ABSTRACT:
Spinal cord injury (SCI) results in the devastating loss of motor, sensory, and autonomic function below the level
of the lesion. Importantly, most SCIs occur in the cervical and thoracic levels, leaving the locomotor circuits in
the lumbar segments, and sensory afferents below the injury, relatively intact. While these circuits may not be
directly affected by the injury, the loss of descending control can lead to changes in excitability, afferent sprouting,
and other compensatory changes. Regaining proper control of locomotor circuits after injury is crucial for
restoration of efficient locomotion, yet many of the specific circuit rearrangements induced by SCI remain
unknown.

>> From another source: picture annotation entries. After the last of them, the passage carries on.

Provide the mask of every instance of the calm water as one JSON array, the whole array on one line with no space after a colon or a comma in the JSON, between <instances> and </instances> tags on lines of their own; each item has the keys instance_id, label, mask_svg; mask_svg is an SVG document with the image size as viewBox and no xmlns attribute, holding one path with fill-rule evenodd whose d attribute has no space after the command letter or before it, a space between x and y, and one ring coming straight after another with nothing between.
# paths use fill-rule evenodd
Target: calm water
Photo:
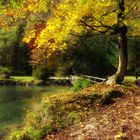
<instances>
[{"instance_id":1,"label":"calm water","mask_svg":"<svg viewBox=\"0 0 140 140\"><path fill-rule=\"evenodd\" d=\"M68 87L46 86L46 87L12 87L0 86L0 133L19 125L26 110L33 103L39 103L42 96L48 94L65 93Z\"/></svg>"}]
</instances>

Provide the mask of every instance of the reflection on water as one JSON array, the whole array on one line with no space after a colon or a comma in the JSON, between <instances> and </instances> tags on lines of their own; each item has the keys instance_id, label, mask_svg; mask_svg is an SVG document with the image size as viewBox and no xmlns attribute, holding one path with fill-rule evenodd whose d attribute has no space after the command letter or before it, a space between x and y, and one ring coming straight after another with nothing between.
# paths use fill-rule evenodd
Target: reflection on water
<instances>
[{"instance_id":1,"label":"reflection on water","mask_svg":"<svg viewBox=\"0 0 140 140\"><path fill-rule=\"evenodd\" d=\"M68 87L13 87L0 86L0 132L22 122L26 110L42 96L67 92Z\"/></svg>"}]
</instances>

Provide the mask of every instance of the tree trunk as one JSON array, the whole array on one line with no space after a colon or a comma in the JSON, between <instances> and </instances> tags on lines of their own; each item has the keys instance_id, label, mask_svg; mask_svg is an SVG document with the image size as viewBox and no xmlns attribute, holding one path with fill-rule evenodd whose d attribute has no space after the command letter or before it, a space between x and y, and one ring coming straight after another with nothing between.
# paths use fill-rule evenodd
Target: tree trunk
<instances>
[{"instance_id":1,"label":"tree trunk","mask_svg":"<svg viewBox=\"0 0 140 140\"><path fill-rule=\"evenodd\" d=\"M124 0L118 2L118 22L117 22L117 37L119 49L119 66L115 75L107 80L107 84L121 84L124 80L127 69L127 27L124 24L125 7Z\"/></svg>"}]
</instances>

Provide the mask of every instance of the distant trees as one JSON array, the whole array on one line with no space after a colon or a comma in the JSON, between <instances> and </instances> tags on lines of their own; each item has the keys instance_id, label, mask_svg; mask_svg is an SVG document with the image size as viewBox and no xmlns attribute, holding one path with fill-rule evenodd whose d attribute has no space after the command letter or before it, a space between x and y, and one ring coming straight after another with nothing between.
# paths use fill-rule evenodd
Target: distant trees
<instances>
[{"instance_id":1,"label":"distant trees","mask_svg":"<svg viewBox=\"0 0 140 140\"><path fill-rule=\"evenodd\" d=\"M119 51L119 65L108 83L120 84L128 62L127 35L139 35L139 11L139 0L25 0L19 7L12 5L10 10L5 7L5 11L2 10L1 13L8 15L7 17L10 15L8 20L5 19L8 23L21 19L28 21L27 26L31 27L31 32L26 30L24 37L24 41L28 43L35 37L34 25L40 21L45 23L45 28L34 40L33 65L42 62L50 65L69 48L69 44L77 44L78 39L74 37L114 36ZM4 22L0 23L4 25Z\"/></svg>"},{"instance_id":2,"label":"distant trees","mask_svg":"<svg viewBox=\"0 0 140 140\"><path fill-rule=\"evenodd\" d=\"M24 28L22 24L9 31L0 31L0 66L9 67L14 75L31 74L30 50L22 42Z\"/></svg>"}]
</instances>

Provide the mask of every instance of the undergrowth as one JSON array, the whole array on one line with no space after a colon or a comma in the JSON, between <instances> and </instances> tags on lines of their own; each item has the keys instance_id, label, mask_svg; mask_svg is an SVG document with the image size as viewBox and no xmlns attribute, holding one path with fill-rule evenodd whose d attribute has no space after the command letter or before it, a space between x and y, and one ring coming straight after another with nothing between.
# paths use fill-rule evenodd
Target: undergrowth
<instances>
[{"instance_id":1,"label":"undergrowth","mask_svg":"<svg viewBox=\"0 0 140 140\"><path fill-rule=\"evenodd\" d=\"M25 118L25 126L14 130L8 136L10 140L39 140L50 132L80 122L96 106L108 105L126 93L122 87L97 85L76 93L44 97ZM129 90L128 90L129 91Z\"/></svg>"}]
</instances>

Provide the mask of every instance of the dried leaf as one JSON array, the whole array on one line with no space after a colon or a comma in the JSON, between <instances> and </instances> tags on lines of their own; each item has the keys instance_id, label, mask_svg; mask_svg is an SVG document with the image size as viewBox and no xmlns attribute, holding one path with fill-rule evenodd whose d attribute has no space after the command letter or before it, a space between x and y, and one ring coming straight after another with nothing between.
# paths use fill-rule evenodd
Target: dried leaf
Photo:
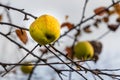
<instances>
[{"instance_id":1,"label":"dried leaf","mask_svg":"<svg viewBox=\"0 0 120 80\"><path fill-rule=\"evenodd\" d=\"M66 47L65 51L67 52L67 57L72 58L72 48Z\"/></svg>"},{"instance_id":2,"label":"dried leaf","mask_svg":"<svg viewBox=\"0 0 120 80\"><path fill-rule=\"evenodd\" d=\"M47 50L47 49L40 49L40 51L41 51L43 54L45 54L45 53L47 53L47 52L48 52L48 50Z\"/></svg>"},{"instance_id":3,"label":"dried leaf","mask_svg":"<svg viewBox=\"0 0 120 80\"><path fill-rule=\"evenodd\" d=\"M115 4L113 7L115 8L116 13L120 16L120 3Z\"/></svg>"},{"instance_id":4,"label":"dried leaf","mask_svg":"<svg viewBox=\"0 0 120 80\"><path fill-rule=\"evenodd\" d=\"M117 21L118 23L120 23L120 17L118 17L118 18L116 19L116 21Z\"/></svg>"},{"instance_id":5,"label":"dried leaf","mask_svg":"<svg viewBox=\"0 0 120 80\"><path fill-rule=\"evenodd\" d=\"M18 38L24 43L26 44L28 41L28 36L25 30L21 30L21 29L17 29L16 34L18 36Z\"/></svg>"},{"instance_id":6,"label":"dried leaf","mask_svg":"<svg viewBox=\"0 0 120 80\"><path fill-rule=\"evenodd\" d=\"M95 10L94 10L94 13L96 14L96 15L99 15L99 16L102 16L102 15L104 15L105 13L106 13L107 11L106 11L106 8L105 7L98 7L98 8L96 8Z\"/></svg>"},{"instance_id":7,"label":"dried leaf","mask_svg":"<svg viewBox=\"0 0 120 80\"><path fill-rule=\"evenodd\" d=\"M71 28L74 27L74 24L72 24L72 23L70 23L70 22L64 22L64 23L62 23L62 25L61 25L61 28L63 28L63 27L67 27L68 29L71 29Z\"/></svg>"},{"instance_id":8,"label":"dried leaf","mask_svg":"<svg viewBox=\"0 0 120 80\"><path fill-rule=\"evenodd\" d=\"M102 51L103 46L102 46L102 43L98 42L98 41L89 41L89 42L91 43L91 45L94 48L93 59L94 59L94 62L96 63L99 60L99 55Z\"/></svg>"},{"instance_id":9,"label":"dried leaf","mask_svg":"<svg viewBox=\"0 0 120 80\"><path fill-rule=\"evenodd\" d=\"M107 16L107 17L104 17L103 19L102 19L105 23L108 23L109 22L109 17Z\"/></svg>"},{"instance_id":10,"label":"dried leaf","mask_svg":"<svg viewBox=\"0 0 120 80\"><path fill-rule=\"evenodd\" d=\"M2 14L0 14L0 21L2 21L2 19L3 19L3 15L2 15Z\"/></svg>"},{"instance_id":11,"label":"dried leaf","mask_svg":"<svg viewBox=\"0 0 120 80\"><path fill-rule=\"evenodd\" d=\"M93 25L94 25L96 28L99 28L99 26L98 26L98 23L97 23L97 22L93 23Z\"/></svg>"},{"instance_id":12,"label":"dried leaf","mask_svg":"<svg viewBox=\"0 0 120 80\"><path fill-rule=\"evenodd\" d=\"M87 25L83 28L84 32L86 33L91 33L92 31L90 30L90 25Z\"/></svg>"},{"instance_id":13,"label":"dried leaf","mask_svg":"<svg viewBox=\"0 0 120 80\"><path fill-rule=\"evenodd\" d=\"M108 25L108 28L111 30L111 31L116 31L118 29L119 25L116 25L116 24L110 24Z\"/></svg>"},{"instance_id":14,"label":"dried leaf","mask_svg":"<svg viewBox=\"0 0 120 80\"><path fill-rule=\"evenodd\" d=\"M81 31L80 30L77 30L77 33L75 34L75 37L77 37L78 35L81 34Z\"/></svg>"},{"instance_id":15,"label":"dried leaf","mask_svg":"<svg viewBox=\"0 0 120 80\"><path fill-rule=\"evenodd\" d=\"M116 11L115 10L108 10L108 15L114 14Z\"/></svg>"},{"instance_id":16,"label":"dried leaf","mask_svg":"<svg viewBox=\"0 0 120 80\"><path fill-rule=\"evenodd\" d=\"M96 19L95 20L97 23L101 23L101 19Z\"/></svg>"}]
</instances>

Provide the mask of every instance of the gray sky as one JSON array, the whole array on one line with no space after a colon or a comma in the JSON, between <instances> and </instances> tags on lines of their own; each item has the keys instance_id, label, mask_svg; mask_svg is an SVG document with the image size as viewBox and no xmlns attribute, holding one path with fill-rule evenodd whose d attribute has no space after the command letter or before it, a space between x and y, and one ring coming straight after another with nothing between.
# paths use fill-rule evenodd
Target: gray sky
<instances>
[{"instance_id":1,"label":"gray sky","mask_svg":"<svg viewBox=\"0 0 120 80\"><path fill-rule=\"evenodd\" d=\"M0 0L0 1L2 1L4 4L6 4L9 1L9 4L11 6L19 8L19 9L25 9L26 12L31 13L35 16L40 16L42 14L54 15L55 17L59 19L60 23L65 21L64 20L65 15L69 15L68 21L73 22L74 24L77 24L80 21L81 14L82 14L82 8L83 8L85 0ZM89 4L86 9L85 18L88 18L91 15L93 15L94 14L93 10L96 7L108 6L109 4L111 4L111 0L89 0ZM16 11L12 11L11 16L12 16L12 21L14 24L25 26L27 28L29 28L29 25L33 21L32 18L30 18L29 21L23 21L24 15ZM94 33L92 33L91 35L83 34L83 37L81 38L81 40L96 39L101 34L103 34L105 31L107 31L107 28L104 24L102 24L100 27L101 28L98 30L93 29ZM20 59L21 54L18 55L16 53L20 53L20 52L24 53L24 51L18 51L18 48L16 48L16 46L13 45L11 42L9 42L8 40L6 40L5 38L1 36L0 38L1 38L0 40L1 61L3 60L3 61L9 62L9 60L11 60L14 62L17 59ZM103 43L103 52L100 56L100 61L96 65L101 68L119 67L120 65L118 64L119 64L119 56L120 56L120 43L119 43L120 29L118 29L116 32L111 32L109 35L101 39L101 41ZM66 42L66 43L69 44L69 42ZM9 46L7 44L9 44ZM33 45L35 44L29 43L27 47L31 49ZM17 57L13 57L12 55L15 55ZM13 58L6 59L8 57L9 58L13 57ZM114 59L116 62L114 61Z\"/></svg>"}]
</instances>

Inhibitory interneurons (INs) in the dorsal horn of the spinal cord finely tune incoming sensory afferent
input, and are a possible target for modulating afferent transmission to locomotor circuits after injury. Specifically,
INs regulating proprioceptive afferents are of great interest due to the importance of proprioception on locomotor
recovery after SCI. Locomotor circuits are comprised of spinal INs that control the pattern and rhythm of
locomotion, one population of which expresses the transcription factor Shox2. We have evidence that sensory
afferent pathways to Shox2 INs are a point of plasticity after SCI and treatment with epidural stimulation.

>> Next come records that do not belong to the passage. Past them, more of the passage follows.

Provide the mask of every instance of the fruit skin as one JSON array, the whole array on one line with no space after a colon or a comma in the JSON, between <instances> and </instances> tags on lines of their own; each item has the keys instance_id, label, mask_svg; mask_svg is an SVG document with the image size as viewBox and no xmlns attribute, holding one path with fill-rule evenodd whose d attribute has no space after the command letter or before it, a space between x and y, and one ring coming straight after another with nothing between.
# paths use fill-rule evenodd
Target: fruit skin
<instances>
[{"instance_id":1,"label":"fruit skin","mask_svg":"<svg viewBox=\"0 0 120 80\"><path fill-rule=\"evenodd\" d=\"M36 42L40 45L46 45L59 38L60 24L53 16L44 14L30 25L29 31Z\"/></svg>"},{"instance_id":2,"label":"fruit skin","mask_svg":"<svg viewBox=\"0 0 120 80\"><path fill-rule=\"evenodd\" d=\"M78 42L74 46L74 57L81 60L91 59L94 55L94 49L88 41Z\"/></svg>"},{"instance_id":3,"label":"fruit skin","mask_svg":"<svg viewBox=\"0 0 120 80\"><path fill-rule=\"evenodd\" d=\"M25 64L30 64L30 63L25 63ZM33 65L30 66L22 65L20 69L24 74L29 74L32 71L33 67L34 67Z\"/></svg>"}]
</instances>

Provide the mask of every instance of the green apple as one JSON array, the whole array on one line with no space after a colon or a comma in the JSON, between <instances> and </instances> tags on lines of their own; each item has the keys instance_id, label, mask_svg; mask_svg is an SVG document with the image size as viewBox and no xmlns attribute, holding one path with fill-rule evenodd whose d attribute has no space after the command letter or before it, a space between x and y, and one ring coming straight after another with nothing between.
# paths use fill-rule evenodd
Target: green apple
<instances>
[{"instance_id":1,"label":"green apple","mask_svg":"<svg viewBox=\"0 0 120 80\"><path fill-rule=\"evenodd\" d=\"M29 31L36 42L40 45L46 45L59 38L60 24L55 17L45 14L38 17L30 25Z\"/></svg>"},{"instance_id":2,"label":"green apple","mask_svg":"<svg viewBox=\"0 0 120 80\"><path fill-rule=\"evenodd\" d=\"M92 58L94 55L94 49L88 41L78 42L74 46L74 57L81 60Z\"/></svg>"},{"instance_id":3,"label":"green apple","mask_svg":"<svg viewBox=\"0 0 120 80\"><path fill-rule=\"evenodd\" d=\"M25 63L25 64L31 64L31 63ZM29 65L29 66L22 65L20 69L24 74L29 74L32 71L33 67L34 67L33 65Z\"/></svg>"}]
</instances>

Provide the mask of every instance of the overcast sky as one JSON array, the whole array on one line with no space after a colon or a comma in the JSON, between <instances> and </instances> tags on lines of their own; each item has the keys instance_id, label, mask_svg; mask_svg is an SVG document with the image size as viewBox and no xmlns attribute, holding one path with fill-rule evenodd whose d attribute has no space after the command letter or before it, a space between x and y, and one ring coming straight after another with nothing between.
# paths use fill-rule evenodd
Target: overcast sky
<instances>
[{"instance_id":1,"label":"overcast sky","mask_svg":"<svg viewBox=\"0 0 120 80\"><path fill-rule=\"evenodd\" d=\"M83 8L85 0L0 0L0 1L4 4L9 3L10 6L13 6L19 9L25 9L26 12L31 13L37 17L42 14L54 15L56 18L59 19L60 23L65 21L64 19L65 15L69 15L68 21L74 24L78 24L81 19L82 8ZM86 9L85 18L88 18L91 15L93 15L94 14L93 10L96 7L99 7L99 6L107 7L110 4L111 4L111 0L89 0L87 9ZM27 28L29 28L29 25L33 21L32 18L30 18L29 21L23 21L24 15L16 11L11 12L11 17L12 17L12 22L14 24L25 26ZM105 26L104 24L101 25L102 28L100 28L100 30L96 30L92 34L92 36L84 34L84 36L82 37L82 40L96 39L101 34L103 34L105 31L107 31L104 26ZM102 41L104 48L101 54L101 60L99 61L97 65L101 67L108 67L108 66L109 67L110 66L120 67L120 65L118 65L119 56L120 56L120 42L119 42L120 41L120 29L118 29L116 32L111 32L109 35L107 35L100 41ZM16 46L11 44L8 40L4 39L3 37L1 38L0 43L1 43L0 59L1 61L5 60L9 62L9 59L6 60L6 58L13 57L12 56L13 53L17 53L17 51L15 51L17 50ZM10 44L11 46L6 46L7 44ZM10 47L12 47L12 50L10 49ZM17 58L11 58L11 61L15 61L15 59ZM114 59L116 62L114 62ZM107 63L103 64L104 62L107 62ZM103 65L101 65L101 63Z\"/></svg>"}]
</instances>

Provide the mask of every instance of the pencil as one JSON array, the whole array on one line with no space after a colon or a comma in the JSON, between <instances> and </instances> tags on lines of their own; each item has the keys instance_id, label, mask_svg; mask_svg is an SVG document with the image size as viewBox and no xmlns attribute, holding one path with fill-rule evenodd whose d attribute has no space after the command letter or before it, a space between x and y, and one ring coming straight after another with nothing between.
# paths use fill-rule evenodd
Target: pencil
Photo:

Specifically, the loss of the inhibitory sensory pathway to Shox2 INs after SCI suggests that inhibitory INs
interposed between sensory afferents and Shox2 INs are a potential novel target for improving locomotion after
SCI. Understanding the function of this population, and the mechanisms behind the plasticity of inhibitory sensory
pathways to locomotor circuits may then allow for proper modulation after injury to restore proper control of
locomotor circuits. The proposed experiments will test the overall hypothesis that medial laminae V/VI glycinergic
INs are required for skilled locomotion, and an SCI-induced disruption of proprioceptive afferent input to them is
responsible for the observed dysregulation of afferent pathways to Shox2 INs after SCI. Using a combination of
whole-cell patch clamp, pharmacology, and histology we will identify known deep dorsal inhibitory populations
that overlap with glycinergic INs interposed between sensory afferents and Shox2 INs. Then we will
chemogenetically silence this population of glycinergic INs during skilled locomotor tasks. Together, these
experiments will allow us to functionally identify medial lamina V/VI glycinergic INs. Next, we will use a
combinatorial approach to investigate the mechanism underlying the loss of inhibitory sensory afferent pathways
to Shox2 INs after SCI. Electrophysiology, neural tracing, and immunohistochemistry will be used to evaluate
the proprioceptive afferent input to medial laminae V/VI glycinergic INs and, Shox2 INs after SCI. The findings
from this proposal will provide insight into the role of a specific population of inhibitory INs, and the mechanistic
underpinnings of plasticity within inhibitory sensory pathways to locomotor circuits. This knowledge will be vital
to identify novel therapeutic targets, and guide strategies to restore locomotion after SCI.